IEB matrics score 98%

2016-01-06 06:00

DESPITE a slight decrease in the pass rate, the performance of the Independent Examinations Board (IEB) has ­hailed the efforts of the 2015 matrics.

A total of 10 775 full- and part-time pupils from 200 schools across the country, and neighbouring countries, wrote the exams and recorded a 98,30% pass rate.

This is slightly down from last year’s 98,38%. However, IEB CEO Anne Oberholzer said they were “proud” of pupils’ achievements.

Oberholzer said those who passed the examinations had achieved passes that were good enough to enter tertiary institutions at degree, diploma or higher certificate levels.

She emphasised the importance of mathematics as a subject choice, saying that from 2016, Grade 10 pupils who choose physical science and accounting would be required to also choose mathematics.

From the Class of 2015, 48% of pupils­ chose physical science as a subject and some 65% of full-time pupils chose mathematics.

KwaZulu-Natal had the second-highest number of candidates this year, with eight pupils from the province making the list of outstanding performers.

Local school principals said they were happy and proud of their pupils’ performances and commended the Class of 2015 on a job well done.

“I am very happy with the overall results from our school especially.

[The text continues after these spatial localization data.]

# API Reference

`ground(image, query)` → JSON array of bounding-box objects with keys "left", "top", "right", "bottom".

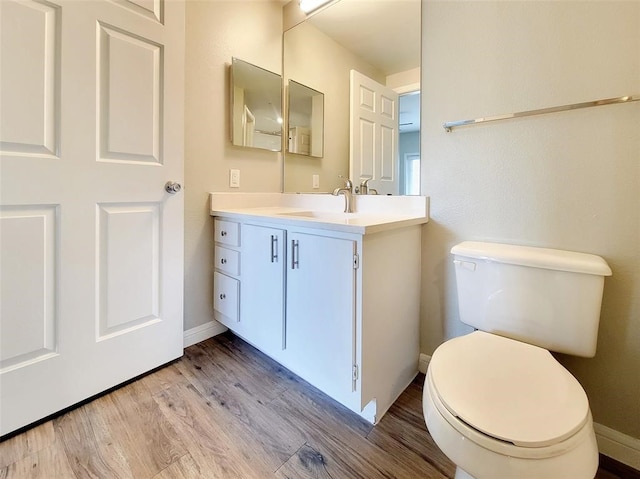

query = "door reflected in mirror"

[
  {"left": 287, "top": 80, "right": 324, "bottom": 157},
  {"left": 230, "top": 57, "right": 282, "bottom": 152}
]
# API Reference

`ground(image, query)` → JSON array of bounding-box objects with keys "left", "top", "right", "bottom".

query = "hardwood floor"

[{"left": 0, "top": 332, "right": 636, "bottom": 478}]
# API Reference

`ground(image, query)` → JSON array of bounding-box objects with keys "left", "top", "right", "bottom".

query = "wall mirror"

[
  {"left": 287, "top": 80, "right": 324, "bottom": 157},
  {"left": 283, "top": 0, "right": 421, "bottom": 194},
  {"left": 230, "top": 57, "right": 282, "bottom": 152}
]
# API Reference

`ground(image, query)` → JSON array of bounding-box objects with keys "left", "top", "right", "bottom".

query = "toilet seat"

[{"left": 429, "top": 331, "right": 590, "bottom": 448}]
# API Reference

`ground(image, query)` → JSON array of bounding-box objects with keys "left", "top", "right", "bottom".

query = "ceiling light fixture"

[{"left": 299, "top": 0, "right": 333, "bottom": 14}]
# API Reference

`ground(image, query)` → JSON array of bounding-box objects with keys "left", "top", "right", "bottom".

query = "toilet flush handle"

[{"left": 454, "top": 259, "right": 477, "bottom": 271}]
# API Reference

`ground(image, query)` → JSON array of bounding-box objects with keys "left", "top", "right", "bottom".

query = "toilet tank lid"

[{"left": 451, "top": 241, "right": 612, "bottom": 276}]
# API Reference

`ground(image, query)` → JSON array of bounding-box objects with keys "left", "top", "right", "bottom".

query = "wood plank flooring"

[{"left": 0, "top": 331, "right": 636, "bottom": 478}]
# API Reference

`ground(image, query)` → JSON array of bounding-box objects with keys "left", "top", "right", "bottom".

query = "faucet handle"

[
  {"left": 338, "top": 175, "right": 353, "bottom": 190},
  {"left": 359, "top": 178, "right": 371, "bottom": 195}
]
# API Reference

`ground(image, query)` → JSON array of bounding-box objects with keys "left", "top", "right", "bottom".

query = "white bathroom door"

[
  {"left": 349, "top": 70, "right": 399, "bottom": 195},
  {"left": 0, "top": 0, "right": 185, "bottom": 436}
]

“The girls have a very good work ethic and maintained a balanced approach­ to school with sport and community work,” said The Wykeham Collegiate principal Susan Tasker.

Kearsney College emerged as the top KZN independent boys’ school for the third time in four years, with three of the school’s candidates in the country’s Outstanding and Commendable Achievement lists.

The school had a 100% pass rate, with almost 97% of pupils receiving a university exemption pass.

Pietermaritzburg’s St John’s ­Diocesan School for Girls also achieved a 100% pass rate this year.

“The girls have done exceptionally well and they all worked very hard.

“Every single one of them improved on their results from the trial ­examination,” said St John’s deputy principal Dean Tyson.